CHOT-DT is the largest TVA station that is not owned and operated by the network. It is also the largest network affiliate in Canada that is not owned by its associated network.

==History==
From 1974 to 1977, the Ottawa–Hull area received TVA programming from CFVO-TV (channel 30), which was the first French-language commercial station in the National Capital Region. CFVO was cooperatively owned and constantly struggled financially. After its March 1977 closure, Radio-Québec bought the channel 30 physical plant directly from CFVO's creditors. The Canadian Radio-television and Telecommunications Commission (CRTC) then invited bids for a new French-language commercial station to be affiliated with TVA and operate on channel 40. Though as many as four bids were rumoured to be incoming for the TVA affiliate, the CRTC only received two, from Télé-Métropole (owner of TVA flagship station CFTM in Montreal) and Radio-Nord. The CRTC selected the application from Radio-Nord in December; CHOT, known as "Télé-Outaouais", began operations on October 27, 1978. Pierre Thibault, who had been a temporary manager for CFVO late in the station's life, served as its first general manager.

For a time until the late 1990s, CHOT was branded as "CHOT 40", referring to the station's channel number over the air. CHOT was one of the last television stations in Canada to use its over-the-air channel number in station branding. It is currently branded as "TVA Gatineau–Ottawa".

==Cable distribution==
The station is carried on channel 4 by Vidéotron in Gatineau and on channel 10 by Rogers Cable in Ottawa.

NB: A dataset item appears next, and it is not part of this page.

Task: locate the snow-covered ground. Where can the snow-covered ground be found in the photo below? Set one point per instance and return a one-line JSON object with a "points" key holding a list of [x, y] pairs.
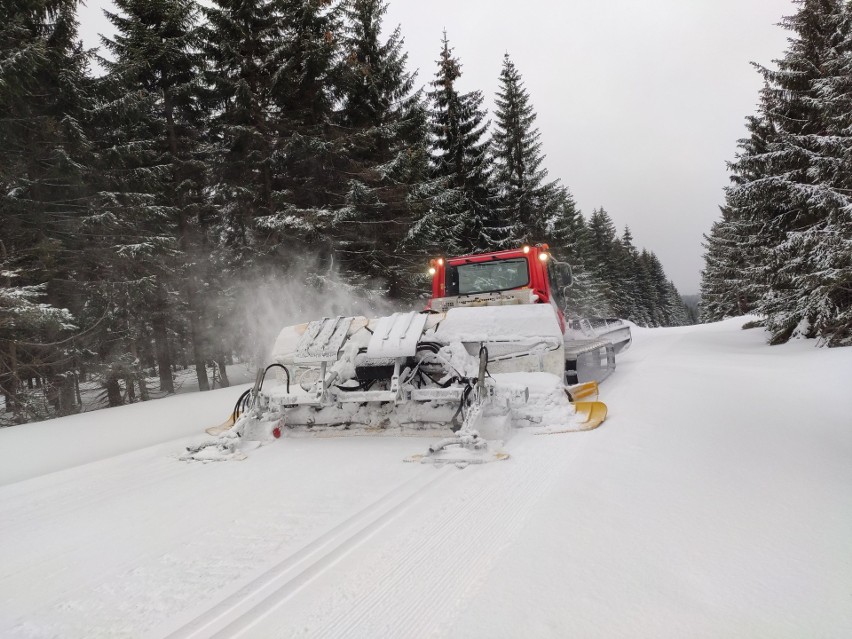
{"points": [[716, 501]]}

CHOT is also carried by most of EastLink's cable systems in Northeastern Ontario, one of the only regions in English Canada that carries an affiliate station instead of the national feed of CFTM-DT. It has been available on cable in this region since the early 1980s, long before TVA carriage was mandated nationwide. Predecessor companies Northern Cable and Persona picked up CHOT due to the area's large Franco-Ontarian population, and continued to carry CHOT rather than switching providers.

==News operation==

Former logo, used from the early 2000s until November 2012

TVA Nouvelles broadcasts a 30-minute local newscast every weekday at 6 p.m. and, as of 2019, a 17-minute local newscast at 12:13 p.m. In the past, CHOT had local news on weekends and a 15-minute noon newscast on weekdays, but recent cuts made by RNC Media had these newscasts replaced with Montreal-based TVA network news programs.

==Digital television and high definition==
After the analog television shutdown and digital conversion, which took place on August 31, 2011, CHOT-TV flash cut to digital maintaining operations on UHF channel 40. As part of the UHF spectrum repack, CHOT-DT was required to move broadcast frequencies by July 2020. CHOT-DT moved to UHF channel 32 in July 2020; CHOT-DT was to display as virtual channel 40, but displays as 32.